O Governo dá sinais de estranha apatia e estrondoso cansaço. Não se sente uma motivação nem um sinal de vitória, antes uma falta de alegria e de entusiasmo que surpreende e preocupa os socialistas mais empedernidos. A começar no líder do partido e primeiro-ministro António Costa, que consegue transformar uma remodelação governamental num ato quase místico de alívio e tristeza. Alegria para os membros do Governo que dele se despedem e tristeza para os que dele não se descartam.
A esquerda em geral anda triste. O BE porque balança entre uma herança de contestação ideológica e um desejo crescente e mórbido de chegar ao governo. O PCP porque já não dominando a contestação nas empresas e na rua, perdeu ainda a forma de canalizar nas urnas a insatisfação com o poder socialista. Ambos porque alinharam na viabilização do Governo sem ter tido acesso ao poder direto, no uso da estranha fórmula pouco estimulante de afastar a anterior maioria do poder.
Os restantes atores do sistema político preparam-se com ideias e propostas e principalmente ambição para dar rumo ao país. Entre encontros, reuniões e visitas, o discurso político adensa-se e refresca-se para iniciar um combate que provoca debate, lança luz e nos transporta para o surgimento de oportunidades para além do quotidiano.
A falta de discurso e renovação à esquerda é gritante, embora em simultâneo seja preocupante. É aqui que se percebe a falência do modelo de esquerda pela Europa fora, de Espanha à Grécia, de leste a norte. Apesar das ameaças de extremismos e nacionalismos, o que caracteriza a esquerda europeia é um sentimento de passadismo e de profundo amorfismo.

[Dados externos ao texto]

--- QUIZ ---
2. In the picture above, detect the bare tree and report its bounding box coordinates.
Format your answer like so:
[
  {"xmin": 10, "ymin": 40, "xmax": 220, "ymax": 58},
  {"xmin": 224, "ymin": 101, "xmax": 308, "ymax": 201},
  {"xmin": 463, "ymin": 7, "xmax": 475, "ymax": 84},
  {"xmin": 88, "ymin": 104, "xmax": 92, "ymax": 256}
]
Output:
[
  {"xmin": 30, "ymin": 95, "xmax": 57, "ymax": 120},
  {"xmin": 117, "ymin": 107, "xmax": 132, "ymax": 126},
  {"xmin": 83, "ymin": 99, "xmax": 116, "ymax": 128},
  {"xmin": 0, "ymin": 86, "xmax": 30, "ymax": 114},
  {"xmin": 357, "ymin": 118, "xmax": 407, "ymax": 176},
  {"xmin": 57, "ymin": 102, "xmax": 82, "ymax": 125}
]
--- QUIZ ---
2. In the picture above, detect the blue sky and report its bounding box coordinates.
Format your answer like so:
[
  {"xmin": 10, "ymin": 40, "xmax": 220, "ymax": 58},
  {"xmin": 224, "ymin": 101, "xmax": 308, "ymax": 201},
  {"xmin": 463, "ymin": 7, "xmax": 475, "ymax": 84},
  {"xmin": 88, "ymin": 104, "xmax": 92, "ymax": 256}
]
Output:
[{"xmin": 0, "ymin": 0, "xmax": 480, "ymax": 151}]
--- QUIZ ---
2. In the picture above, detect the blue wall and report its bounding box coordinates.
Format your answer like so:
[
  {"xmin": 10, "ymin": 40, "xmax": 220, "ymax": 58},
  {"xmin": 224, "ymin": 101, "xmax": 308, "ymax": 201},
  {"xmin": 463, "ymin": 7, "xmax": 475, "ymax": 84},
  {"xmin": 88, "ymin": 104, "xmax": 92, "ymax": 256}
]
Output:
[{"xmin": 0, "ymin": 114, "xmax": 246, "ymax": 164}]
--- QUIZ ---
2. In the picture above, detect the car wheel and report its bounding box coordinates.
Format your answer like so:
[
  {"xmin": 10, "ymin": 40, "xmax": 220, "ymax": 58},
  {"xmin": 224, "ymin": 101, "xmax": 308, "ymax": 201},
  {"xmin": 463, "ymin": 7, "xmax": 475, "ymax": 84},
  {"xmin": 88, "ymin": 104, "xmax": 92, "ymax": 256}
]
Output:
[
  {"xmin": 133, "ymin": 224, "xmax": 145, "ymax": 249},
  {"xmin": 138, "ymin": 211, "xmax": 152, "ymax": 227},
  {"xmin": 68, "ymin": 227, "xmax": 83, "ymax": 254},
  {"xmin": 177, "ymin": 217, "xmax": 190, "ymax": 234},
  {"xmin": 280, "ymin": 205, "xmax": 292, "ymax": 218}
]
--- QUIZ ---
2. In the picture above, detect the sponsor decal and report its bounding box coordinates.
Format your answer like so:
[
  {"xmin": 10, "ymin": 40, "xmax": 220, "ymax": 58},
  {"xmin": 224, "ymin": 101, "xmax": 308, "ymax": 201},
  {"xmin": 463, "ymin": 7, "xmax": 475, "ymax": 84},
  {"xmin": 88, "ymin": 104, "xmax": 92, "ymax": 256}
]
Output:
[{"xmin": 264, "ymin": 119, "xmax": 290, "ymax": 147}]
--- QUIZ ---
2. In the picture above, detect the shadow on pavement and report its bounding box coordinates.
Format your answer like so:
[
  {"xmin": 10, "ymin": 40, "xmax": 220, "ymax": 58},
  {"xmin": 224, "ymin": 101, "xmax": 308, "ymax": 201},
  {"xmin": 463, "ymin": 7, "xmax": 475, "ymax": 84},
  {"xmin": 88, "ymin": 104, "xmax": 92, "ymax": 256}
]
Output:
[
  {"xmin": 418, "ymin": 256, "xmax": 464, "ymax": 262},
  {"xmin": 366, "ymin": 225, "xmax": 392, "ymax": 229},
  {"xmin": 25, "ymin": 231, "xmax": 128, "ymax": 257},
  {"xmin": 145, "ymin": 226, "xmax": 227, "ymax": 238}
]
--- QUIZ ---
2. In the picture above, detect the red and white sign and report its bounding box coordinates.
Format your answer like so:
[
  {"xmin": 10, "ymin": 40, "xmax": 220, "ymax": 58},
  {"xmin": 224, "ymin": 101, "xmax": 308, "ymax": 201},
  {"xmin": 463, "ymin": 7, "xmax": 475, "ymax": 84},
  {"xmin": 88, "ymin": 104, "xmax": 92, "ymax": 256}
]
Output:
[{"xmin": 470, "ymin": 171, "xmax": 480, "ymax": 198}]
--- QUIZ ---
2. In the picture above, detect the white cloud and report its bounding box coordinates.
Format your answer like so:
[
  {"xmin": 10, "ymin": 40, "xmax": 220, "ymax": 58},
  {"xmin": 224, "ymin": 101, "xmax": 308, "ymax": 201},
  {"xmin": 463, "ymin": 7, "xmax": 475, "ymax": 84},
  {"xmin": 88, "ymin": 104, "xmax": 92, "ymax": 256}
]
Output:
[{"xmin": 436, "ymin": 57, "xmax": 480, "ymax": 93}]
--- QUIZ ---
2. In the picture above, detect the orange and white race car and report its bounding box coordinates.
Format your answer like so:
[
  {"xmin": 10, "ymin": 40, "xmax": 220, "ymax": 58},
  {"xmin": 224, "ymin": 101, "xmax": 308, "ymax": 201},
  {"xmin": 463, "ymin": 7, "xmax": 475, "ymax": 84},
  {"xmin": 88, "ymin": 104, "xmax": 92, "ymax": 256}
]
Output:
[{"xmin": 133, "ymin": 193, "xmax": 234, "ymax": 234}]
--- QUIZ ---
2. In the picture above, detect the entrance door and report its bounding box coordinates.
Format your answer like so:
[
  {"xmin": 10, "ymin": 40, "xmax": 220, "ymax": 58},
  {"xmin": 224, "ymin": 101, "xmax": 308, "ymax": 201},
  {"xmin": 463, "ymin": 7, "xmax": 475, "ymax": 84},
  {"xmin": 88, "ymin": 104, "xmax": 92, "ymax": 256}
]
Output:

Os próximos atos eleitorais vão premiar a inovação nas propostas e nas estratégias. Uma dose de risco e de rompimento com o sistema e o poder instalado, politicamente correto. O combate ao cinzentismo, à solidariedade balofa e ao discurso serôdio vai exigir criatividade, credibilidade e vontade de mudar, a sério. Os partidos deveriam criar novas Silicon Valley de ideias que provoquem adesão e crença nos seus projetos e criações. Criar o desejo de fazer parte de uma nova vaga de ideias e de projetar futuro. Buscar a adesão em novidades e ambiciosas realizações que proporcionem grandiosidade.
Por mais que se reinventem, os partidos regressam sempre ao certo e seguro discurso para contar com os seus eleitores tradicionais. Mas não se esforçam para chegar mais longe, recuperar velhos apoiantes e alcançar novos aderentes, para os fazer participar interessadamente em soluções que os façam sonhar. Porque ao longo dos anos é o sonho que nos faz sentir e nele buscar a felicidade.
Os próximos meses representam um definitivo teste à democracia e à sua capacidade de reinventar-se e se tal não for alcançado, outros a irão reinventar com soluções do passado, travestidas de modernidade e futuro.